Postgres 9.3: Sharelock issue with simple INSERT
Asked Answered
B

2

7

Update: Potential solution below

I have a large corpus of configuration files consisting of key/value pairs that I'm trying to push into a database. A lot of the keys and values are repeated across configuration files so I'm storing the data using 3 tables. One for all unique key values, one for all unique pair values, and one listing all the key/value pairs for each file.

Problem: I'm using multiple concurrent processes (and therefore connections) to add the raw data into the database. Unfortunately I get a lot of detected deadlocks when trying to add values to the key and value tables. I have a tried a few different methods of inserting the data (shown below), but always end up with a "deadlock detected" error

TransactionRollbackError: deadlock detected
DETAIL: Process 26755 waits for ShareLock on transaction 689456; blocked by process 26754. Process 26754 waits for ShareLock on transaction 689467; blocked by process 26755.

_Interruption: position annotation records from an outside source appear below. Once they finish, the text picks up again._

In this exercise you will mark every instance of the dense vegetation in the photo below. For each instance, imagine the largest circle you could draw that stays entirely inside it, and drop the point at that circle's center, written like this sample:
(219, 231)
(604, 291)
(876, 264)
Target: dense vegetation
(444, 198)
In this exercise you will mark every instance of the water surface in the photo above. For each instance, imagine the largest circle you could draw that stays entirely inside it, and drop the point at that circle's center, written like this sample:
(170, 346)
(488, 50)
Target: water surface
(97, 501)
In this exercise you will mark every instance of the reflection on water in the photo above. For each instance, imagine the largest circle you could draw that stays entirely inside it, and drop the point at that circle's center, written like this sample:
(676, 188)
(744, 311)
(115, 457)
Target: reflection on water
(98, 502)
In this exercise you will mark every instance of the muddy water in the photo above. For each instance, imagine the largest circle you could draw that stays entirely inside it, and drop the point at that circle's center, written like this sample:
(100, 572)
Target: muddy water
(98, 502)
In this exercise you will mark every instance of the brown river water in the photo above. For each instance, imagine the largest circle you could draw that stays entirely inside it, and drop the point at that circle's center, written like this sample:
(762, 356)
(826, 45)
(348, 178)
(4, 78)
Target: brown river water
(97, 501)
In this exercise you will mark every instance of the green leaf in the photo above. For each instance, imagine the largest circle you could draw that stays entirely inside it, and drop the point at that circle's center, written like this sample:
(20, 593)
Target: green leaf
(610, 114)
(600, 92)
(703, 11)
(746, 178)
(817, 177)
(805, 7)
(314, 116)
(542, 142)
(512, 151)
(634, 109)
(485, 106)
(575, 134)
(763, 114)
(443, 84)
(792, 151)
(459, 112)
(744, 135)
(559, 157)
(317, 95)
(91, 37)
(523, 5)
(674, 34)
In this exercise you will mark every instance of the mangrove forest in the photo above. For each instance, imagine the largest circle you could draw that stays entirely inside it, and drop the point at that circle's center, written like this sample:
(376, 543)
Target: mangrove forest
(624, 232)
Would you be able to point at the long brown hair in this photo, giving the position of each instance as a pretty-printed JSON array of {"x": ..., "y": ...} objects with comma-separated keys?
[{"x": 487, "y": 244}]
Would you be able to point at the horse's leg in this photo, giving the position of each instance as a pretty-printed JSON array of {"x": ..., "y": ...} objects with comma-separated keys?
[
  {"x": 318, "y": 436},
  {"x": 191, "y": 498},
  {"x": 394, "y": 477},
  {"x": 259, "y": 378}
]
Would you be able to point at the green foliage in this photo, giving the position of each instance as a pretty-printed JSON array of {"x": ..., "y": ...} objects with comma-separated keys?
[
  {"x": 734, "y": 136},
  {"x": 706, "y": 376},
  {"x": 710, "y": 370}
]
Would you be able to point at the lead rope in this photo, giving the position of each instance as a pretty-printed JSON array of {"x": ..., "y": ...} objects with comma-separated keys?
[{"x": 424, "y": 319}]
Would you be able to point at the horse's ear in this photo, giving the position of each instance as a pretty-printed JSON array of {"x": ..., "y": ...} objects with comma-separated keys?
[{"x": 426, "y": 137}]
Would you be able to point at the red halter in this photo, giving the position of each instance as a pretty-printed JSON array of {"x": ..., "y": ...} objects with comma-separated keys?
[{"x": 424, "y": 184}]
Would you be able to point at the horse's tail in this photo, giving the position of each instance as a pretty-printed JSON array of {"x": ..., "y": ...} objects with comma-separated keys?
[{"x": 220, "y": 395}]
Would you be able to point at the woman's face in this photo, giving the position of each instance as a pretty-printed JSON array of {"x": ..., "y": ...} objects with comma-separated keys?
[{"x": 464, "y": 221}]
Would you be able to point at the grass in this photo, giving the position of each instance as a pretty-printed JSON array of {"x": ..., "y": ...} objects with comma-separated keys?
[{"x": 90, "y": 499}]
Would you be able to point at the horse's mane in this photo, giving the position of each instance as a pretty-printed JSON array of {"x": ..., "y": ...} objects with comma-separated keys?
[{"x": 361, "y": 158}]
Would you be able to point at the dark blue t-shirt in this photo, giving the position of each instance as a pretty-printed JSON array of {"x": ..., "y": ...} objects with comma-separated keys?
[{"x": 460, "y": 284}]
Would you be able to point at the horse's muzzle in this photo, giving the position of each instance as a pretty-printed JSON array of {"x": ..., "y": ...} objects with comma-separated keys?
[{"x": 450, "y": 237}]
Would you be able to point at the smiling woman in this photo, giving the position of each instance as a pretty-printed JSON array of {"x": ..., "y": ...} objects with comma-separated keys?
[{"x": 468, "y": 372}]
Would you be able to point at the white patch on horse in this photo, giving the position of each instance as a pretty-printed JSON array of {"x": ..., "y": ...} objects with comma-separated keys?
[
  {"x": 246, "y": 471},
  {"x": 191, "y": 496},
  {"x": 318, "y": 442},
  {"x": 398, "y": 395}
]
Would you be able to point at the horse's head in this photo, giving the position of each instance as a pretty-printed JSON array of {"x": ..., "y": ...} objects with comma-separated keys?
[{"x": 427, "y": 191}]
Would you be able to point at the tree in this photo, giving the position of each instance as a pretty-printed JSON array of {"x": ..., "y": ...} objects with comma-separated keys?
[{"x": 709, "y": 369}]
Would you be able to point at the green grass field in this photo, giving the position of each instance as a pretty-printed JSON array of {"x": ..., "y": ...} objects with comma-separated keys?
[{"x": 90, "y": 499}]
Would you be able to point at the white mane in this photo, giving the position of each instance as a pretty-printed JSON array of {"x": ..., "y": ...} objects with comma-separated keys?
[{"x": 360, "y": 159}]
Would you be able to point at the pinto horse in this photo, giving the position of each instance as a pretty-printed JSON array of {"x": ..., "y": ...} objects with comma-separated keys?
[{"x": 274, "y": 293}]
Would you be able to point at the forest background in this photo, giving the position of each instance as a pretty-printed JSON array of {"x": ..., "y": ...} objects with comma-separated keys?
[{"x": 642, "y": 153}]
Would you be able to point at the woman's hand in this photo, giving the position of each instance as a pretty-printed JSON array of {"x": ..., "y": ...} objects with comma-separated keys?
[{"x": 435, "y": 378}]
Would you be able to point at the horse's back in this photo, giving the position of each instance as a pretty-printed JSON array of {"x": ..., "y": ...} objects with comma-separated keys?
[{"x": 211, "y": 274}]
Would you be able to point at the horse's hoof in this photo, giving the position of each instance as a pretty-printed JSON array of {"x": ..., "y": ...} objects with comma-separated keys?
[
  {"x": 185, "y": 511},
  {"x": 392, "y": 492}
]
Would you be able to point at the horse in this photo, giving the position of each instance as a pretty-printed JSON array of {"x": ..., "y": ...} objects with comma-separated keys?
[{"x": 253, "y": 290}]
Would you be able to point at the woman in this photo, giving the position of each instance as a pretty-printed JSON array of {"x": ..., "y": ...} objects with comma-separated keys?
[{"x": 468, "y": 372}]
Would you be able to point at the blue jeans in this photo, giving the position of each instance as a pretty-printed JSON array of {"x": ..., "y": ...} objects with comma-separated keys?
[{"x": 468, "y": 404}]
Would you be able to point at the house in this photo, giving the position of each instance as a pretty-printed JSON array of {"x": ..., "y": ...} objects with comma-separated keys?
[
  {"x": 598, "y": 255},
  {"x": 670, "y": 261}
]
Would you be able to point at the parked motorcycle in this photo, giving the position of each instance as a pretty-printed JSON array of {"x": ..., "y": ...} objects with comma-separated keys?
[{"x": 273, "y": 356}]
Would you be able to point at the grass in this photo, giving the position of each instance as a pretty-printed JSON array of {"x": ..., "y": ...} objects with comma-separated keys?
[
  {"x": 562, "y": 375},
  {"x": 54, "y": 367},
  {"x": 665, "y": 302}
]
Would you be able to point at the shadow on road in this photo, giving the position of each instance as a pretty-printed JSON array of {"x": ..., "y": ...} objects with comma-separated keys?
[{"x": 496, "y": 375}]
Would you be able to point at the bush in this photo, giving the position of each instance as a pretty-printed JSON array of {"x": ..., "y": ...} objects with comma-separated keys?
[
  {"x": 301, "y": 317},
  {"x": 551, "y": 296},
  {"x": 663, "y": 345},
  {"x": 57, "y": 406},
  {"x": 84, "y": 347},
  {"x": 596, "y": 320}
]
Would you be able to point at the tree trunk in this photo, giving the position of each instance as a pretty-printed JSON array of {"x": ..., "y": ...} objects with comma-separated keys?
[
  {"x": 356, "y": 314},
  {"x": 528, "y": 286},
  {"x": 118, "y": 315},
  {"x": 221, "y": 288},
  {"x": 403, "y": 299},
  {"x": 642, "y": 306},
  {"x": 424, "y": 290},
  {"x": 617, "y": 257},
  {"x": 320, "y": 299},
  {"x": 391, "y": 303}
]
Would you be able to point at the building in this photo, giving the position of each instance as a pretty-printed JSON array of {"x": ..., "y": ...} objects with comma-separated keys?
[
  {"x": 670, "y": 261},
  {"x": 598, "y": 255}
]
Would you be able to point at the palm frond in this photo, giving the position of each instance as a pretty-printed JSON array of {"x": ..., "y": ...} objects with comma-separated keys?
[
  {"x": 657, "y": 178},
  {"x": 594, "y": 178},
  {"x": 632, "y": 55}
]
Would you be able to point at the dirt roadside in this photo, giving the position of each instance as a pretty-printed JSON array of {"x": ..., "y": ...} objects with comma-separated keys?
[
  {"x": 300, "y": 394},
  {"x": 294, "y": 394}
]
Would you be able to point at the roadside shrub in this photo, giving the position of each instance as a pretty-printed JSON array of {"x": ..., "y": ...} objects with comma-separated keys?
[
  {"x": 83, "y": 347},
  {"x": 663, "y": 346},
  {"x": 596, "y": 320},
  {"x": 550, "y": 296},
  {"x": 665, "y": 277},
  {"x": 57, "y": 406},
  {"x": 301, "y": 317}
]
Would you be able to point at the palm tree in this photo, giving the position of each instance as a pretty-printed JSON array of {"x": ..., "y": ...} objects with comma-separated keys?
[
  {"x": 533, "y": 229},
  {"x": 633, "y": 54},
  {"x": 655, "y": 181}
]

I was wondering if someone could shed some light on exactly what could be causing these deadlocks, and possibly point me towards some way of fixing the issue. Looking at the SQL statements I'm using (listed below), I don't really see why there is any co-dependency at all.

Thanks for reading!

Example config file:

example_key this_is_the_value
other_example other_value
third example yet_another_value

Table definitions:

    CREATE TABLE keys (
        id SERIAL PRIMARY KEY,
        hash UUID UNIQUE NOT NULL,
        key TEXT);

    CREATE TABLE values (
        id SERIAL PRIMARY KEY,
        hash UUID UNIQUE NOT NULL,
        key TEXT);

    CREATE TABLE keyvalue_pairs (
        id SERIAL PRIMARY KEY,
        file_id INTEGER REFERENCES filenames,
        key_id INTEGER REFERENCES keys,
        value_id INTEGER REFERENCES values);

SQL Statements:

Initially I was trying to use this statement to avoid any exceptions:

    WITH s AS (
        SELECT id, hash, key FROM keys
            WHERE hash = 'hash_value';
    ), i AS (
        INSERT INTO keys (hash, key)
        SELECT 'hash_value', 'key_value'
        WHERE NOT EXISTS (SELECT 1 FROM s)
        returning id, hash, key
    )
    SELECT id, hash, key FROM i
    UNION ALL
    SELECT id, hash, key FROM s;

But even something as simple as this causes the deadlocks:

    INSERT INTO keys (hash, key)
        VALUES ('hash_value', 'key_value')
        RETURNING id;
  • In both cases, if I get an exception thrown because the inserted hash value is not unique, I use savepoints to rollback the change and another statement to just select the id I'm after.
  • I'm using hashes for the unique field, as some of the keys and values are too long to be indexed

Full example of the python code (using psycopg2) with savepoints:

key_value = 'this_key'
hash_val = generate_uuid(value)
try:
    cursor.execute(
        '''
        SAVEPOINT duplicate_hash_savepoint;
        INSERT INTO keys (hash, key)
            VALUES (%s, %s)
            RETURNING id;
        '''
        (hash_val, key_value)
    )

    result = cursor.fetchone()[0]
    cursor.execute('''RELEASE SAVEPOINT duplicate_hash_savepoint''')
    return result
except psycopg2.IntegrityError as e:
    cursor.execute(
        '''
        ROLLBACK TO SAVEPOINT duplicate_hash_savepoint;
        '''
    )

    #TODO: Should ensure that values match and this isn't just
    #a hash collision

    cursor.execute(
        '''
        SELECT id FROM keys WHERE hash=%s LIMIT 1;
        '''
        (hash_val,)
    )
    return cursor.fetchone()[0]

Update: So I believe I a hint on another stackexchange site:

Specifically:

UPDATE, DELETE, SELECT FOR UPDATE, and SELECT FOR SHARE commands behave the same as SELECT in terms of searching for target rows: they will only find target rows that were committed as of the command start time1. However, such a target row might have already been updated (or deleted or locked) by another concurrent transaction by the time it is found. In this case, the would-be updater will wait for the first updating transaction to commit or roll back (if it is still in progress). If the first updater rolls back, then its effects are negated and the second updater can proceed with updating the originally found row. If the first updater commits, the second updater will ignore the row if the first updater deleted it2, otherwise it will attempt to apply its operation to the updated version of the row.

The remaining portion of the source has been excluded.